Considering the mounting research from the past several years on how much time a nurse spends away from the bedside to hunt and gather medications, supplies, and equipment, along with the intense focus on quality outcomes and Lean processes, it is no wonder that more patient room designs are including bedside medication storage. 

Providing bedside storage for medications is not a new concept. The early Friesen hospitals included a “nurse-server” concept that featured passthrough cabinets for supplies and medications. The operating model included medication supply delivery by pharmacists who stocked the medication drawers from the outside of the room while nurses accessed the locked drawer from the inside of the room. 

The concept of medications at bedside has evolved to mobile carts, often with computers or workstations on wheels, where lockable drawers can be added to store medications for all patients a nurse is assigned to. 

Adding medication drawers to casework in the room, or as a passthrough is also a popular concept. Whether a hospital chooses to store and dispense medications from a traditional medication room concept, at bedside, or a combination of both, the decision needs to keep patient safety as the priority and be inclusive of the following:
 

Pharmacy and nursing collaboration
Bedside medication storage processes require a close alignment and partnership in processes between pharmacy and nursing.
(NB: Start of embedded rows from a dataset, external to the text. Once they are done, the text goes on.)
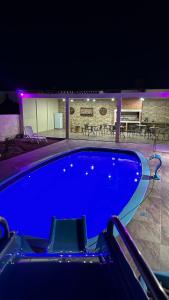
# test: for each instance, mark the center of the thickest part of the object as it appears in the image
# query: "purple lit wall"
(9, 126)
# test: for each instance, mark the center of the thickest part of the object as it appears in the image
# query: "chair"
(68, 235)
(28, 132)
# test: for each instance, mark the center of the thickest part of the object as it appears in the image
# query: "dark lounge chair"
(68, 235)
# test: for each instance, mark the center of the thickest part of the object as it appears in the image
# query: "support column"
(21, 122)
(67, 117)
(118, 117)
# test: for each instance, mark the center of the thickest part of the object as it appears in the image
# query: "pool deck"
(150, 225)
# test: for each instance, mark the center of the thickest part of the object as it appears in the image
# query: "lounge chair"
(29, 135)
(68, 235)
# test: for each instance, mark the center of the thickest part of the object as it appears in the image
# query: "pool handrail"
(151, 281)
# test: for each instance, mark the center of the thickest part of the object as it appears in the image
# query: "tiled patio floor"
(150, 225)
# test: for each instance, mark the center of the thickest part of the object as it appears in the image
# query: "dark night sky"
(61, 47)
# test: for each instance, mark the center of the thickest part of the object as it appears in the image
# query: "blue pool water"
(92, 183)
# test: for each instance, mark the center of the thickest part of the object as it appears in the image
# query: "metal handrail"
(151, 281)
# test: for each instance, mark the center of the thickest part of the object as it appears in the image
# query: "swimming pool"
(95, 182)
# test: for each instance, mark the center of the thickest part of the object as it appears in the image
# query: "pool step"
(54, 280)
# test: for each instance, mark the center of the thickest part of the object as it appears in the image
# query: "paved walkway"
(150, 226)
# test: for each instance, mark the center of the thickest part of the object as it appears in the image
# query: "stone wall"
(156, 110)
(9, 126)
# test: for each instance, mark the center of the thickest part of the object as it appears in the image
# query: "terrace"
(124, 127)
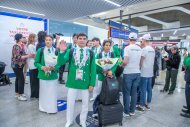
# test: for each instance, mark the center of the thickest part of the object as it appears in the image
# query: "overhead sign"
(120, 31)
(12, 24)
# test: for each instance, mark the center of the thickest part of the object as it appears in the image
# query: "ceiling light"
(99, 14)
(111, 2)
(78, 23)
(22, 10)
(175, 32)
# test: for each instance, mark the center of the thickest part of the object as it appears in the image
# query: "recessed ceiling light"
(22, 10)
(111, 2)
(78, 23)
(175, 32)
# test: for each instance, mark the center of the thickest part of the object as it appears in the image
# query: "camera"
(59, 34)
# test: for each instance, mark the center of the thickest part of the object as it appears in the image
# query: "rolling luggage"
(110, 114)
(110, 91)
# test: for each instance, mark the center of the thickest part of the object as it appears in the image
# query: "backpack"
(71, 55)
(5, 79)
(100, 55)
(110, 91)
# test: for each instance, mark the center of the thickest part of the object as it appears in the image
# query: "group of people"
(47, 58)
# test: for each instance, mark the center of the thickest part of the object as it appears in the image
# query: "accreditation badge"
(79, 74)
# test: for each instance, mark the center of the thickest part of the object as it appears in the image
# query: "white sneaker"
(21, 98)
(16, 95)
(23, 95)
(92, 99)
(131, 114)
(125, 115)
(94, 115)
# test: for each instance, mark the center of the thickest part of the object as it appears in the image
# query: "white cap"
(133, 36)
(146, 37)
(138, 43)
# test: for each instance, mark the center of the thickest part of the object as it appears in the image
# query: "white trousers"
(71, 97)
(97, 89)
(48, 96)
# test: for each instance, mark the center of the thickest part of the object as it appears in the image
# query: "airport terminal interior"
(55, 72)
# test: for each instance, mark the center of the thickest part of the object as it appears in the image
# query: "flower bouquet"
(50, 61)
(107, 63)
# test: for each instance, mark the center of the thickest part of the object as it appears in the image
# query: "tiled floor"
(164, 112)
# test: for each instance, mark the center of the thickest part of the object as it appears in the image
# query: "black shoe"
(140, 108)
(185, 107)
(185, 111)
(62, 82)
(170, 93)
(163, 91)
(186, 115)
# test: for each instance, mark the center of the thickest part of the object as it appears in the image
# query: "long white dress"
(48, 92)
(48, 96)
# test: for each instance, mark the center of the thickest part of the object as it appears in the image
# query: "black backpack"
(100, 55)
(71, 55)
(42, 51)
(110, 91)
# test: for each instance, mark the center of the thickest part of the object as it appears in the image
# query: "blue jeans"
(145, 87)
(130, 84)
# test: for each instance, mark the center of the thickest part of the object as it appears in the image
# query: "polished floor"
(165, 109)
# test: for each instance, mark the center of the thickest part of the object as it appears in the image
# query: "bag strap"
(41, 53)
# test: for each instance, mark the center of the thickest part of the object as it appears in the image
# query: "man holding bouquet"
(46, 62)
(81, 77)
(131, 75)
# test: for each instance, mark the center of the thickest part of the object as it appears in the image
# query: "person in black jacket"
(172, 64)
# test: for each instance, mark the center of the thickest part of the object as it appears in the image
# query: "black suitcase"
(110, 114)
(110, 91)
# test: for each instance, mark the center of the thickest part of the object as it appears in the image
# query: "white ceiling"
(64, 9)
(135, 10)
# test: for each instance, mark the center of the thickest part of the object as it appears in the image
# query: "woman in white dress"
(46, 62)
(34, 81)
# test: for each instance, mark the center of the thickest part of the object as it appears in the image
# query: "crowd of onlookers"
(141, 64)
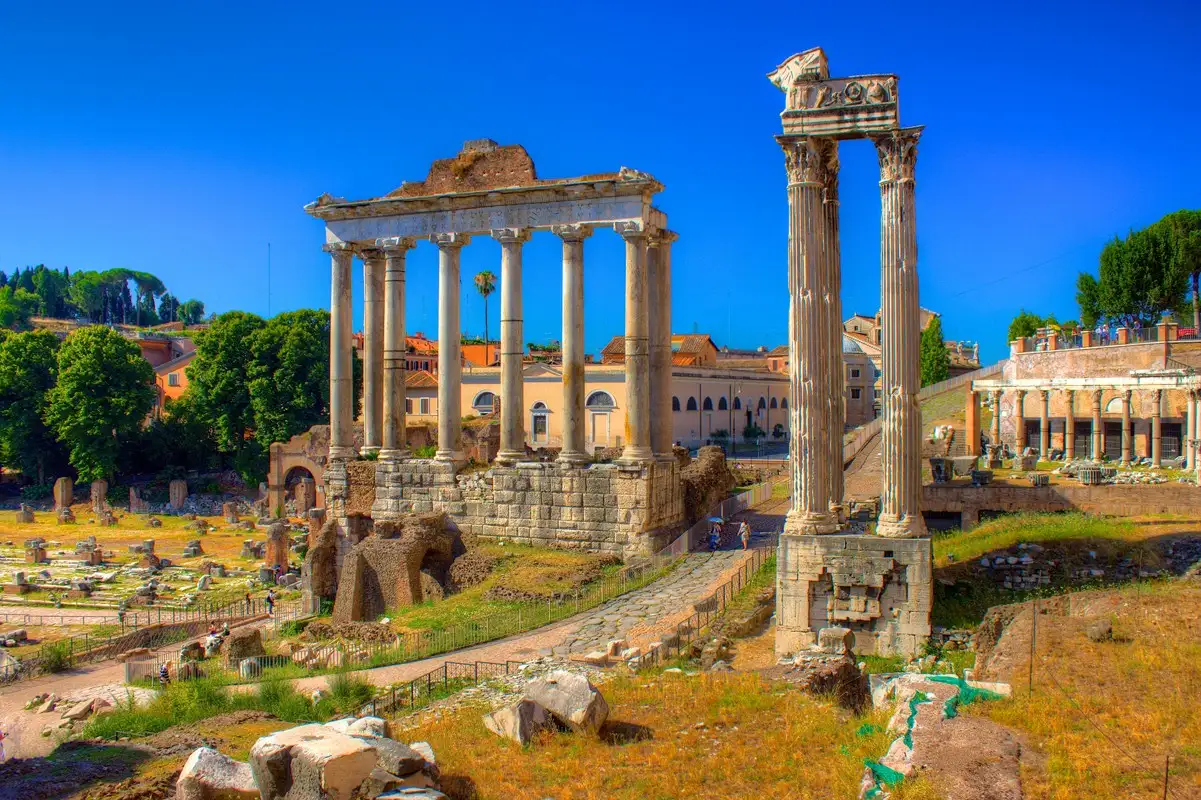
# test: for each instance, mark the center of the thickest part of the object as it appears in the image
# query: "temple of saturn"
(631, 506)
(877, 585)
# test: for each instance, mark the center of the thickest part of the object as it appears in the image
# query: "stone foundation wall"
(1106, 499)
(880, 589)
(603, 507)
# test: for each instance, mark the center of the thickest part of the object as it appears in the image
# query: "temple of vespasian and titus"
(879, 586)
(632, 506)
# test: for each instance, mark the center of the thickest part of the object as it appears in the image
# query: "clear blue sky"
(181, 138)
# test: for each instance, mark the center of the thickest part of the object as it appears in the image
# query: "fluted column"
(832, 344)
(1045, 425)
(512, 346)
(372, 351)
(573, 237)
(808, 364)
(658, 290)
(395, 437)
(1127, 429)
(1157, 429)
(1069, 428)
(901, 429)
(638, 365)
(449, 348)
(996, 417)
(341, 353)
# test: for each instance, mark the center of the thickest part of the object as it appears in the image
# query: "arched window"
(484, 403)
(601, 401)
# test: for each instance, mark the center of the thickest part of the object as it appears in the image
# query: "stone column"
(449, 348)
(1069, 428)
(395, 437)
(1127, 429)
(638, 366)
(372, 351)
(658, 288)
(573, 237)
(901, 429)
(996, 417)
(512, 346)
(1020, 415)
(808, 365)
(1045, 425)
(1157, 429)
(836, 390)
(341, 353)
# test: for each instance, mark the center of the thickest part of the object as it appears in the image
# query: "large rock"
(208, 775)
(571, 699)
(519, 722)
(311, 763)
(244, 643)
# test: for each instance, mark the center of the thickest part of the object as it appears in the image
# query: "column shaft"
(449, 348)
(1127, 429)
(658, 288)
(372, 351)
(573, 342)
(901, 430)
(512, 346)
(808, 363)
(395, 436)
(341, 353)
(638, 366)
(837, 376)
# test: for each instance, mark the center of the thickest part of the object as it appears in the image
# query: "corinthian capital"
(574, 232)
(898, 154)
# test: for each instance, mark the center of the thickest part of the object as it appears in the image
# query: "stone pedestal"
(878, 587)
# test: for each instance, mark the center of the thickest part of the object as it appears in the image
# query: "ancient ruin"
(878, 586)
(632, 506)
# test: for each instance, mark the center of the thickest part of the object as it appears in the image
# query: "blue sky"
(181, 138)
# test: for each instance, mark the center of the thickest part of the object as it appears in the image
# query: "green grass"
(1004, 532)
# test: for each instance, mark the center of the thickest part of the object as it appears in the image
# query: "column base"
(573, 459)
(810, 524)
(909, 526)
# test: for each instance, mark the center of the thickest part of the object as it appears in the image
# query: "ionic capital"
(511, 236)
(631, 231)
(574, 232)
(395, 244)
(449, 240)
(897, 151)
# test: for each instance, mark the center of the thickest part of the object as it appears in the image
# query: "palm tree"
(485, 284)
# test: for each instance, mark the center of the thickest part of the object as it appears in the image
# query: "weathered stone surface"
(572, 699)
(519, 722)
(209, 775)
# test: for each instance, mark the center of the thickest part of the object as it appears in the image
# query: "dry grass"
(713, 735)
(1106, 714)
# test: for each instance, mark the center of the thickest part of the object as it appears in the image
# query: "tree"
(28, 370)
(485, 284)
(1025, 324)
(934, 359)
(102, 396)
(191, 312)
It is important to identify who will place and remove the medications in the cabinets or carts at bedside, how they will be returned to pharmacy, and how often they will be stocked. 

With bedside storage, the responsibility often falls on the nurses to stock the medications from a medication room. When you consider that controlled and refrigerated medications as well as floor stock are also kept in medication rooms or automated dispensing devices, nurses will still go to more than one location to “gather” medications.
 

Organizational processes
Large teaching hospitals and academic medical centers, as well as high acuity specialty units, often have patients who require a frequent change in medications and dosages. 

Short of having a pneumatic tube deliver these new medications into each patient room at the time of the order, it is possible that the process to deliver each new medication to the bedside could result in a slower turnaround from pharmacy to patient administration.
 

Physical design
Medication rooms or automated dispensing locations should provide acoustical sound attenuation to limit human distraction, adequate lighting, and work surfaces for mediation preparation. The number of medication rooms/automated dispensing devices needs to be carefully planned to foster timely administration and eliminate excessive travel distances (typically not further than 50 feet) from any patient room and nurse queuing to retrieve medications. 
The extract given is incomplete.